Para las secuencias de acción, el trabajo de horas rinde unos cuantos segundos de resultado en pantalla. El intercambio de golpes filmado ese día apenas si constituye una escena. "Esto es como ordeñar una vaca momificada", me dice Del Toro, "te la pasas horas dándole y sólo consigues una gota de leche."
Mientras tanto, deambulan por el set otros actores ya maquillados como los llamados rippers, que entrarán en acción en la siguiente escena. Son otra forma de vampiro horrible en el linaje de Nosferatu, cuya distinción es poseer un cuero cabelludo traslúcido -se asoman las venas del cráneo- y la barba partida, literalmente. Esa es una de las novedades de los rippers: no muerden con vulgares colmillos sino mediante un juego sofisticado de mandíbulas y lengua.

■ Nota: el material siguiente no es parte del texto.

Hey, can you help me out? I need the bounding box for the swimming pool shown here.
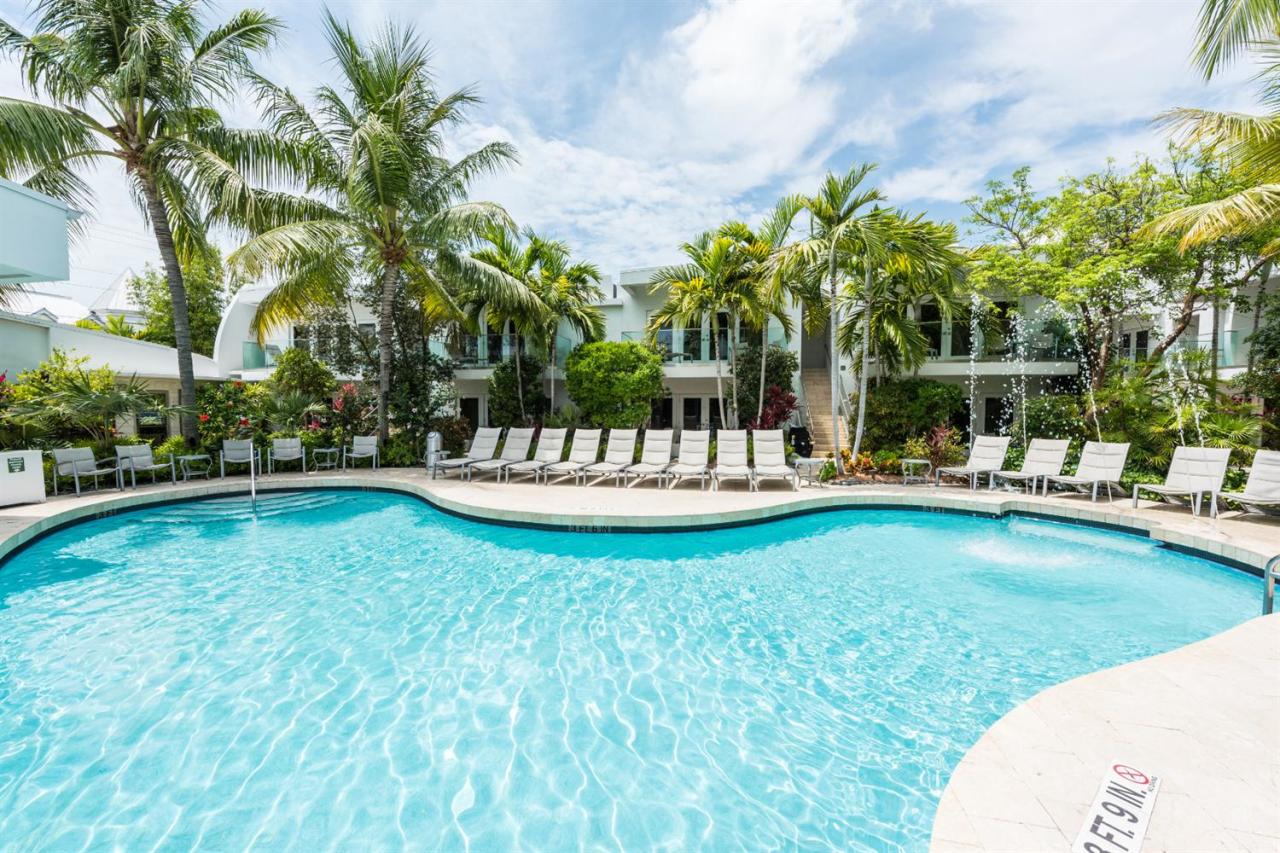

En otro momento Del Toro debe comprobar el funcionamiento de ese mecanismo de controles eléctricos creado por los expertos en efectos especiales, bajo la réplica exacta de uno de los actores. No puedo revelar en qué consiste esa innovación vampírica, pero baste adelantar una eficacia mayor a la lengua metálica del Alien. Asimismo, el director revisa otro efecto, el cadáver carbonizado de un vampiro; está hecho de un material de plástico que se desmorona con un mínimo de presión, descubriendo su esqueleto.
El efecto más impresionante, el que anuncia las cosas por venir en el cine, aparece en la modesta pantalla de la computadora portátil de otro experto. Es la versión digital de Wesley Snipes, de cuerpo completo y girando sobre su eje, lista para ser usada en las secuencias demasiado complicadas para la estrella.
Ya en la noche llega al set un hombre que parece el abuelo de los rippers, pero no es un actor, sino el productor ejecutivo Patrick Palmer supervisando el rodaje. Le pregunta a Del Toro cuántas escenas se han filmado, cuántas faltan por filmar. El director da respuestas satisfactorias y no hay problema. Obviamente, de reportarse algún retraso el intercambio no habría sido tan cordial.
Ese es el dilema para un cineasta como Del Toro. Sólo una industria como la hollywoodense posee los recursos suficientes para financiar su predilección por el cine fantástico. Y al mismo tiempo, nunca deja olvidar sus prioridades como industria. El billete está antes que nada. La expresión personal puede esperar.